The code is down to 800 lines plus the few hundred in the html and js, so a hefty lump of code. It is running in Platformio in an Arduino framework. The board is a sparkfun_esp32_iot_redboard but it also runs happily in a MicroMod.
I greatly appreciate this assistance. What should I do? Zip it up and post it somewhere. Please let me know the next steps.
Ron

.

Download link to ZIP is fine :slight_smile:
GitHub repo is perfect :smiling_face_with_three_hearts:

Many thanks for having a look at this.
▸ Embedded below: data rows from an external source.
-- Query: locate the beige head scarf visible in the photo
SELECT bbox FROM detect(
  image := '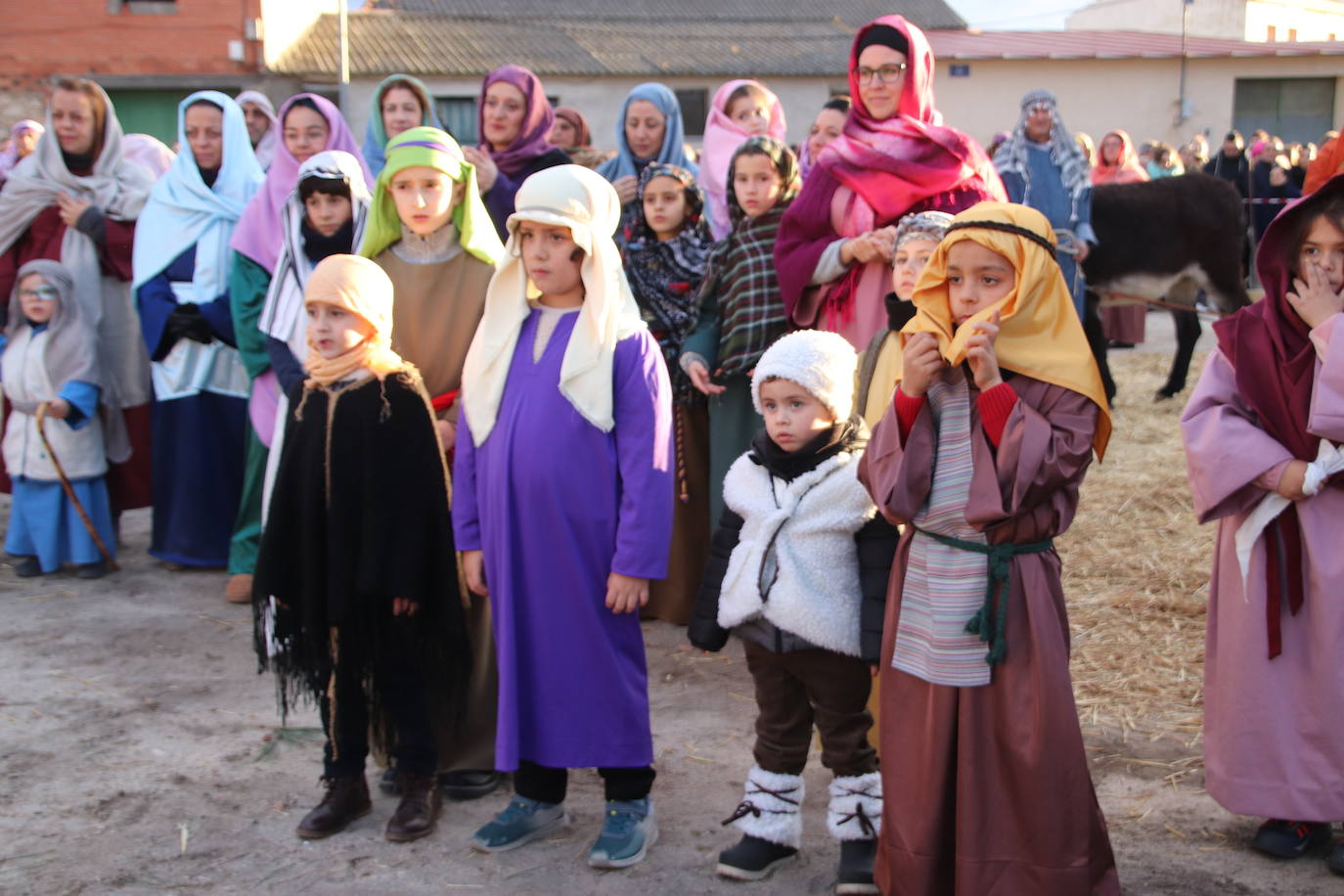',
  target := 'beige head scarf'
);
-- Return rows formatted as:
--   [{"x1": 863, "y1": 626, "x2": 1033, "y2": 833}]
[
  {"x1": 304, "y1": 255, "x2": 409, "y2": 388},
  {"x1": 463, "y1": 165, "x2": 644, "y2": 445},
  {"x1": 898, "y1": 202, "x2": 1110, "y2": 461}
]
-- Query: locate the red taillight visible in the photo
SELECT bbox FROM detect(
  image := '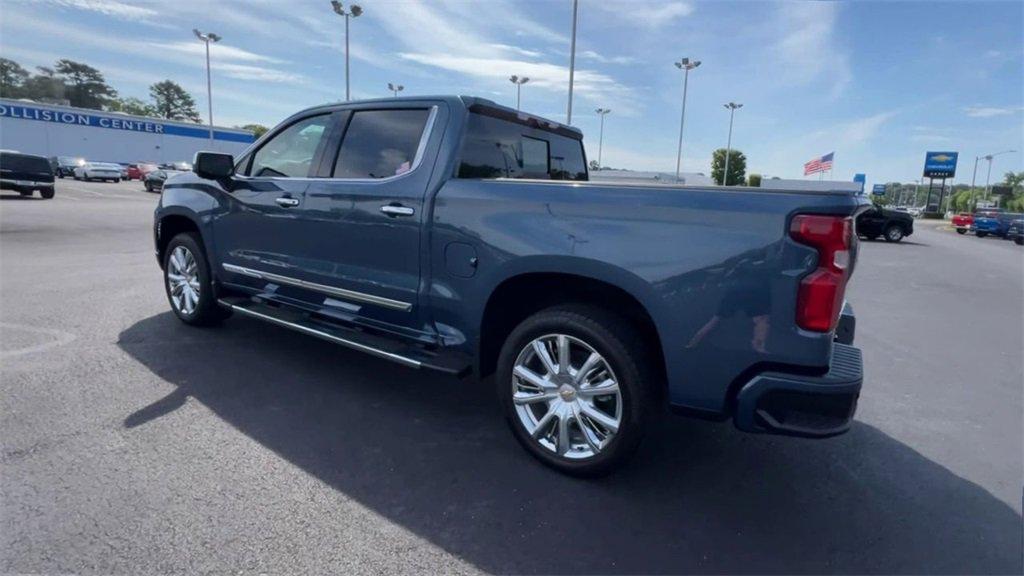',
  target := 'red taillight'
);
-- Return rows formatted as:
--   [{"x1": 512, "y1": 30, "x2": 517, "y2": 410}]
[{"x1": 790, "y1": 214, "x2": 853, "y2": 332}]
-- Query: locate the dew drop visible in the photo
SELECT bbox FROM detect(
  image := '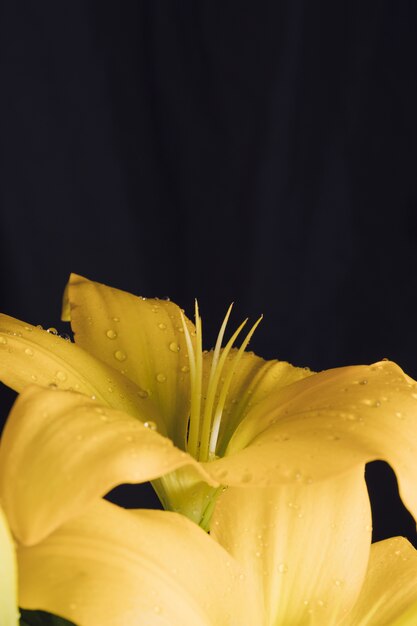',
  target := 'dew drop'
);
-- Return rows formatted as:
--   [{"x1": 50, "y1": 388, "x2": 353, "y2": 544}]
[{"x1": 114, "y1": 350, "x2": 127, "y2": 361}]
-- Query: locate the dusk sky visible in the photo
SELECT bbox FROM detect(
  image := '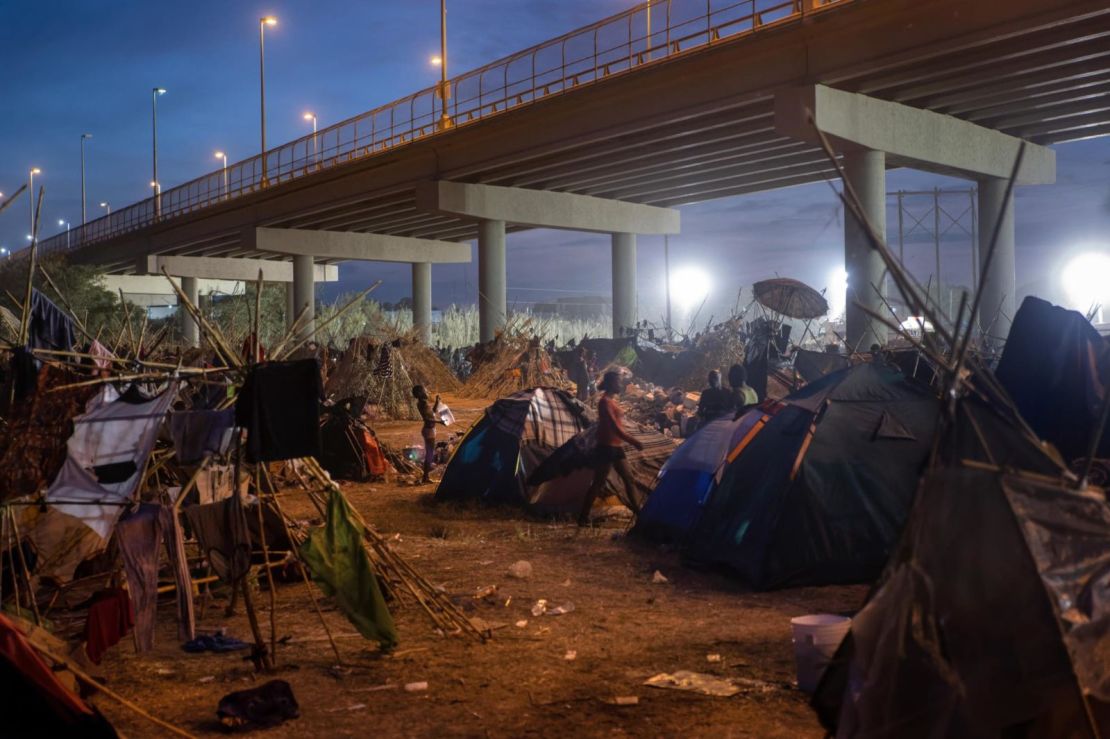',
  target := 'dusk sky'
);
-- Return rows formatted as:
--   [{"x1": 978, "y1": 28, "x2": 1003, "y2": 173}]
[{"x1": 0, "y1": 0, "x2": 1110, "y2": 318}]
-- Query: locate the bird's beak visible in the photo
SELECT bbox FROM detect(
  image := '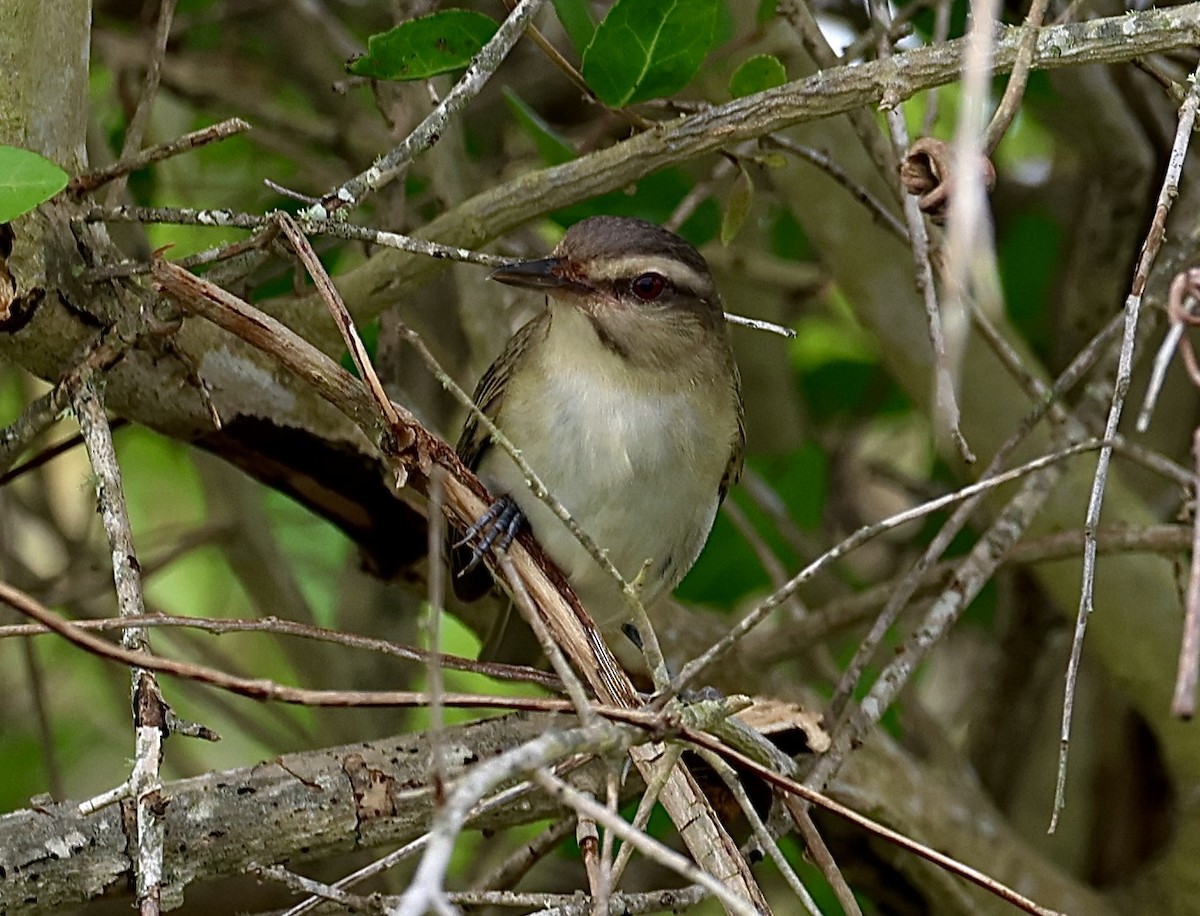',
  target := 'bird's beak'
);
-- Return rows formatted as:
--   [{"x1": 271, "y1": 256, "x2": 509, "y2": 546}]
[{"x1": 491, "y1": 258, "x2": 576, "y2": 292}]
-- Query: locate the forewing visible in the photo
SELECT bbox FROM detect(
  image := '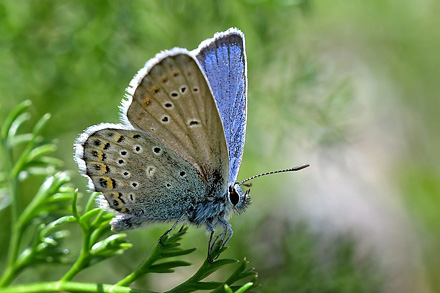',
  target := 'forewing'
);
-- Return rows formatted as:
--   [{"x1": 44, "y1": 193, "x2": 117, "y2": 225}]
[
  {"x1": 192, "y1": 28, "x2": 247, "y2": 183},
  {"x1": 76, "y1": 124, "x2": 205, "y2": 221},
  {"x1": 124, "y1": 48, "x2": 229, "y2": 192}
]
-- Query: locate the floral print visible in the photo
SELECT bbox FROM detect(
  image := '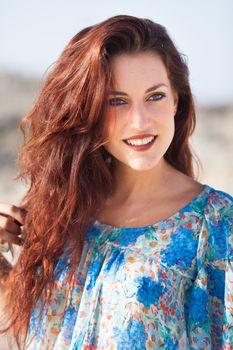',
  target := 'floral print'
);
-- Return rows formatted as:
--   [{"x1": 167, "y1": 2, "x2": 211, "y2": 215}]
[{"x1": 26, "y1": 185, "x2": 233, "y2": 350}]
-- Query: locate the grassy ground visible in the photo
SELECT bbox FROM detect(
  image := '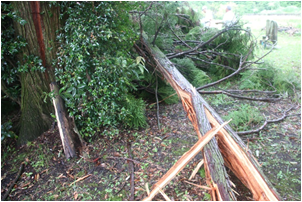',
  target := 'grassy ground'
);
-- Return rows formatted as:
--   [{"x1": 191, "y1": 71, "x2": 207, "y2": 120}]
[
  {"x1": 1, "y1": 13, "x2": 301, "y2": 201},
  {"x1": 206, "y1": 16, "x2": 301, "y2": 201}
]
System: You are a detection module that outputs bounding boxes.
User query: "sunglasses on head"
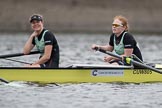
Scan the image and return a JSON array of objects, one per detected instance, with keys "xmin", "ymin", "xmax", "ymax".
[{"xmin": 112, "ymin": 24, "xmax": 123, "ymax": 27}]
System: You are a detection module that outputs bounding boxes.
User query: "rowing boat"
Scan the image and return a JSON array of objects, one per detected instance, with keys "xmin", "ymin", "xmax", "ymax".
[
  {"xmin": 0, "ymin": 49, "xmax": 162, "ymax": 83},
  {"xmin": 0, "ymin": 64, "xmax": 162, "ymax": 83}
]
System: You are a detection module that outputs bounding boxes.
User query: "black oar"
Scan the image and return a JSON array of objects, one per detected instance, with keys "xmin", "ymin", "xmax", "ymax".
[
  {"xmin": 0, "ymin": 51, "xmax": 40, "ymax": 59},
  {"xmin": 96, "ymin": 48, "xmax": 162, "ymax": 74}
]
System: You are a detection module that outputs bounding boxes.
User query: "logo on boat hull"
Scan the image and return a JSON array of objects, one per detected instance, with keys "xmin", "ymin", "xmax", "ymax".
[
  {"xmin": 133, "ymin": 69, "xmax": 152, "ymax": 74},
  {"xmin": 91, "ymin": 69, "xmax": 124, "ymax": 76}
]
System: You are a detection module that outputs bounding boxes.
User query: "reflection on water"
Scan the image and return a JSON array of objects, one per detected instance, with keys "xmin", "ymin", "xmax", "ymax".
[
  {"xmin": 0, "ymin": 34, "xmax": 162, "ymax": 108},
  {"xmin": 0, "ymin": 34, "xmax": 162, "ymax": 66}
]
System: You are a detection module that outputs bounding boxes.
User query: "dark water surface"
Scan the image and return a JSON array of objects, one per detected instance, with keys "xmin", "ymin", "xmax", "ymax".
[{"xmin": 0, "ymin": 34, "xmax": 162, "ymax": 108}]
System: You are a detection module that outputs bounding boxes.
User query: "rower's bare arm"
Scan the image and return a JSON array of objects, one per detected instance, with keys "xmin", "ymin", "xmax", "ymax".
[
  {"xmin": 123, "ymin": 48, "xmax": 133, "ymax": 57},
  {"xmin": 33, "ymin": 45, "xmax": 52, "ymax": 65}
]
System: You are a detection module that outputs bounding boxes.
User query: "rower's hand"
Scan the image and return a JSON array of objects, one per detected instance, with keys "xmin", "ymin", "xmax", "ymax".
[
  {"xmin": 104, "ymin": 56, "xmax": 113, "ymax": 62},
  {"xmin": 91, "ymin": 44, "xmax": 100, "ymax": 51}
]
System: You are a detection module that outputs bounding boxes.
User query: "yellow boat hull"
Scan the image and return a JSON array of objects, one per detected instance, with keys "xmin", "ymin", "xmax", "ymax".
[{"xmin": 0, "ymin": 68, "xmax": 162, "ymax": 83}]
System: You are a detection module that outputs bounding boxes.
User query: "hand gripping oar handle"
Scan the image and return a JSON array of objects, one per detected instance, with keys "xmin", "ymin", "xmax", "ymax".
[
  {"xmin": 95, "ymin": 48, "xmax": 162, "ymax": 74},
  {"xmin": 0, "ymin": 51, "xmax": 40, "ymax": 59}
]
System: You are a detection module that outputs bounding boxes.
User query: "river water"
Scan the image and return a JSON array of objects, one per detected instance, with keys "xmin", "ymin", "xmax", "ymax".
[{"xmin": 0, "ymin": 34, "xmax": 162, "ymax": 108}]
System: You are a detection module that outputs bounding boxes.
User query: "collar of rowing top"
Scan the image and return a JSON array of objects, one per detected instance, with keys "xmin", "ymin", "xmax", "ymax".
[
  {"xmin": 114, "ymin": 32, "xmax": 127, "ymax": 55},
  {"xmin": 35, "ymin": 30, "xmax": 48, "ymax": 55}
]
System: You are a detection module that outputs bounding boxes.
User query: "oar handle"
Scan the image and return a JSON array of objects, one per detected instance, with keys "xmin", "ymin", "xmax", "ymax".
[{"xmin": 0, "ymin": 51, "xmax": 40, "ymax": 58}]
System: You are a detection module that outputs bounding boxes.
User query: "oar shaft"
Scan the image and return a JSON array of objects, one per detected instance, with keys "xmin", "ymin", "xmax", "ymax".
[
  {"xmin": 3, "ymin": 58, "xmax": 31, "ymax": 64},
  {"xmin": 97, "ymin": 49, "xmax": 162, "ymax": 74},
  {"xmin": 0, "ymin": 51, "xmax": 40, "ymax": 58}
]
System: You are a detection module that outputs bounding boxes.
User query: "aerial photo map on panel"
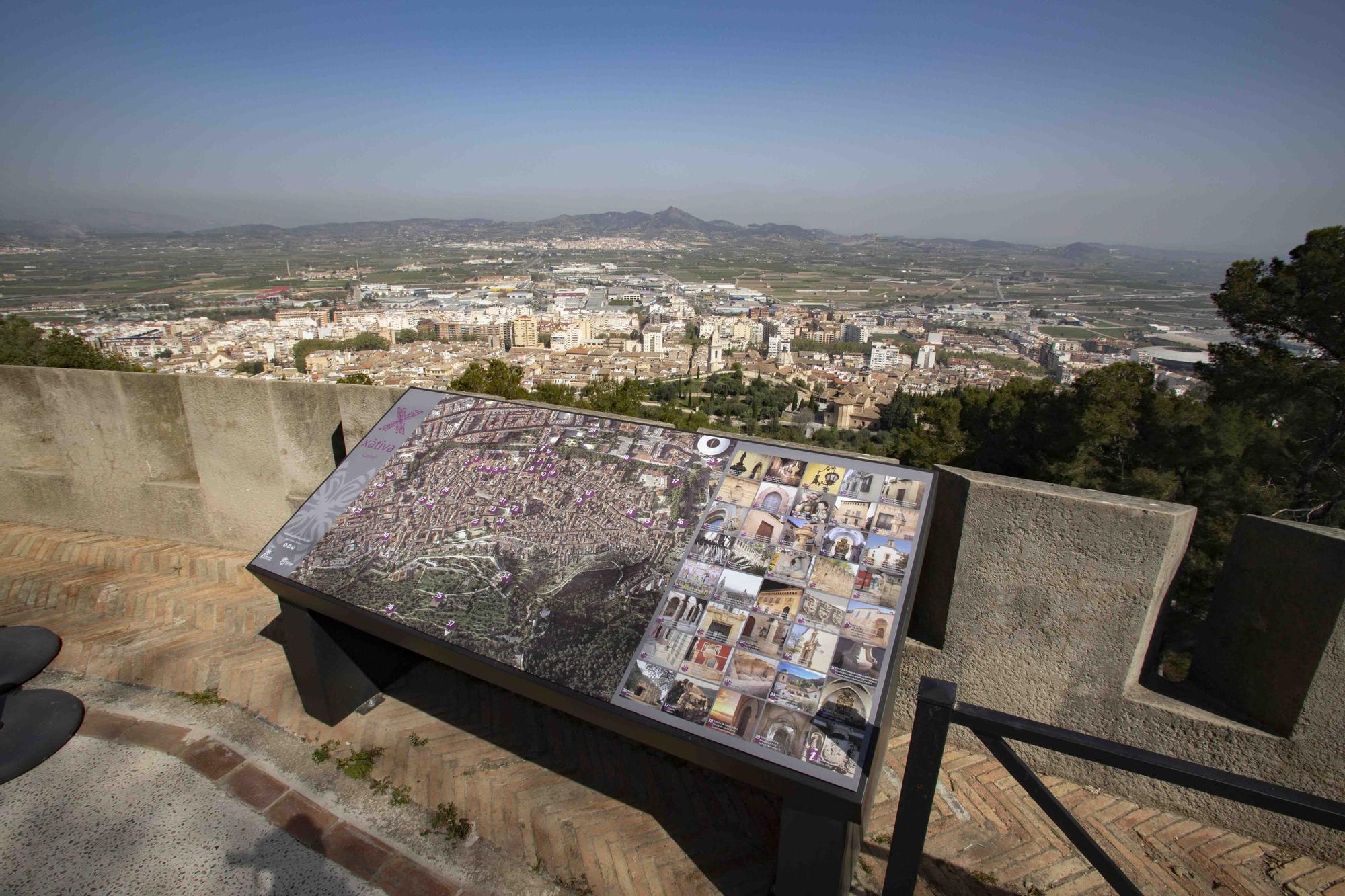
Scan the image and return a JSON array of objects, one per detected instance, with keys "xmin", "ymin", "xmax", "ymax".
[{"xmin": 292, "ymin": 395, "xmax": 730, "ymax": 700}]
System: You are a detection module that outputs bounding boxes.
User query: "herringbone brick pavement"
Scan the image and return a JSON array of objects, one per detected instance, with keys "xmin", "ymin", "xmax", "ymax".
[{"xmin": 0, "ymin": 524, "xmax": 1345, "ymax": 896}]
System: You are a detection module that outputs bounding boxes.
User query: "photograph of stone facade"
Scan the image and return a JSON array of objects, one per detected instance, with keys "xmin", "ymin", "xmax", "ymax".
[
  {"xmin": 803, "ymin": 716, "xmax": 868, "ymax": 775},
  {"xmin": 800, "ymin": 462, "xmax": 845, "ymax": 495},
  {"xmin": 870, "ymin": 505, "xmax": 920, "ymax": 541},
  {"xmin": 767, "ymin": 662, "xmax": 827, "ymax": 715},
  {"xmin": 738, "ymin": 614, "xmax": 790, "ymax": 657},
  {"xmin": 636, "ymin": 624, "xmax": 695, "ymax": 669},
  {"xmin": 729, "ymin": 451, "xmax": 771, "ymax": 482},
  {"xmin": 714, "ymin": 477, "xmax": 761, "ymax": 507},
  {"xmin": 724, "ymin": 645, "xmax": 780, "ymax": 700},
  {"xmin": 658, "ymin": 591, "xmax": 710, "ymax": 628},
  {"xmin": 841, "ymin": 600, "xmax": 897, "ymax": 647},
  {"xmin": 851, "ymin": 569, "xmax": 902, "ymax": 607},
  {"xmin": 752, "ymin": 704, "xmax": 812, "ymax": 759},
  {"xmin": 783, "ymin": 624, "xmax": 837, "ymax": 673},
  {"xmin": 818, "ymin": 526, "xmax": 863, "ymax": 563},
  {"xmin": 808, "ymin": 557, "xmax": 859, "ymax": 595},
  {"xmin": 831, "ymin": 638, "xmax": 888, "ymax": 688},
  {"xmin": 738, "ymin": 509, "xmax": 784, "ymax": 545},
  {"xmin": 621, "ymin": 659, "xmax": 677, "ymax": 706},
  {"xmin": 839, "ymin": 470, "xmax": 886, "ymax": 502},
  {"xmin": 679, "ymin": 638, "xmax": 733, "ymax": 684},
  {"xmin": 767, "ymin": 548, "xmax": 814, "ymax": 584},
  {"xmin": 794, "ymin": 591, "xmax": 850, "ymax": 634},
  {"xmin": 705, "ymin": 688, "xmax": 765, "ymax": 739},
  {"xmin": 765, "ymin": 458, "xmax": 808, "ymax": 486},
  {"xmin": 878, "ymin": 477, "xmax": 925, "ymax": 509},
  {"xmin": 663, "ymin": 674, "xmax": 720, "ymax": 725},
  {"xmin": 672, "ymin": 560, "xmax": 724, "ymax": 595},
  {"xmin": 863, "ymin": 534, "xmax": 911, "ymax": 573},
  {"xmin": 695, "ymin": 602, "xmax": 748, "ymax": 647},
  {"xmin": 714, "ymin": 569, "xmax": 761, "ymax": 607},
  {"xmin": 790, "ymin": 491, "xmax": 835, "ymax": 525}
]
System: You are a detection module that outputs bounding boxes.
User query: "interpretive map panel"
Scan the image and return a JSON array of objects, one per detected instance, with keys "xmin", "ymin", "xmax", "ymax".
[{"xmin": 254, "ymin": 389, "xmax": 932, "ymax": 790}]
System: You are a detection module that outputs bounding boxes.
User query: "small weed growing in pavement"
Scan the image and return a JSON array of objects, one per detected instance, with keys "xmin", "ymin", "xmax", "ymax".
[
  {"xmin": 313, "ymin": 740, "xmax": 338, "ymax": 763},
  {"xmin": 178, "ymin": 688, "xmax": 229, "ymax": 706},
  {"xmin": 428, "ymin": 801, "xmax": 476, "ymax": 839},
  {"xmin": 336, "ymin": 747, "xmax": 383, "ymax": 780}
]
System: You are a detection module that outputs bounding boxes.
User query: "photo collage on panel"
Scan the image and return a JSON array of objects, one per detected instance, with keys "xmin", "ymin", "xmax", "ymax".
[{"xmin": 619, "ymin": 444, "xmax": 925, "ymax": 776}]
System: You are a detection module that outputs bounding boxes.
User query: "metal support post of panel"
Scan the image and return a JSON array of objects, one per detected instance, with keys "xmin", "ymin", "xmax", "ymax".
[
  {"xmin": 280, "ymin": 600, "xmax": 420, "ymax": 725},
  {"xmin": 771, "ymin": 797, "xmax": 863, "ymax": 896},
  {"xmin": 882, "ymin": 677, "xmax": 958, "ymax": 896}
]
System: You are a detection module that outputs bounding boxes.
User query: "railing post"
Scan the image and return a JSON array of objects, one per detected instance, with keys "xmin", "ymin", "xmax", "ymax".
[{"xmin": 882, "ymin": 677, "xmax": 958, "ymax": 896}]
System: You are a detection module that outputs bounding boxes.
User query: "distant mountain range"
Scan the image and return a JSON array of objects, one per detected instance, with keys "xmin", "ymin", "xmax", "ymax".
[{"xmin": 0, "ymin": 206, "xmax": 1237, "ymax": 262}]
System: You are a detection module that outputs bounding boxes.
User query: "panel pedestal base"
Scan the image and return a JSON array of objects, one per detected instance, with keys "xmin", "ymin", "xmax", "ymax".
[
  {"xmin": 280, "ymin": 600, "xmax": 420, "ymax": 725},
  {"xmin": 772, "ymin": 797, "xmax": 863, "ymax": 896}
]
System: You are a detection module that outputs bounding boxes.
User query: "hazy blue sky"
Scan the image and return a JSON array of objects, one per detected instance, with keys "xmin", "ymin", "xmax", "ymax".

The bones of a Platformio folder containing the sample code is in the debug.zip file under the AsyncWebserver_bug repository on my github “ronkrem”.

Can you share the project itself as a repo, not a zipped project?
My antivirus complains about “basic.js”, maybe a false positive.

Never mind, I was able to download the zip file.

I’m unable to reproduce the error.

The sketch has been running for more than an hour on my ESP32-DevkitC (board=esp32dev) without any problems.

I have switched back and forth between pages, clicked on buttons, closed the browser, opened the pages again, quickly switched between pages…

The only thing I notice is that the pages load very slowly.
I suspect that this could be the reason for your issues.

Unfortunately, the test sketch is not as trivial as expected (absolute minimum example to reproduce the error)

No specific version of the espressif32 platform is specified in the platformio.ini file.
Which platform version do you have installed on your system?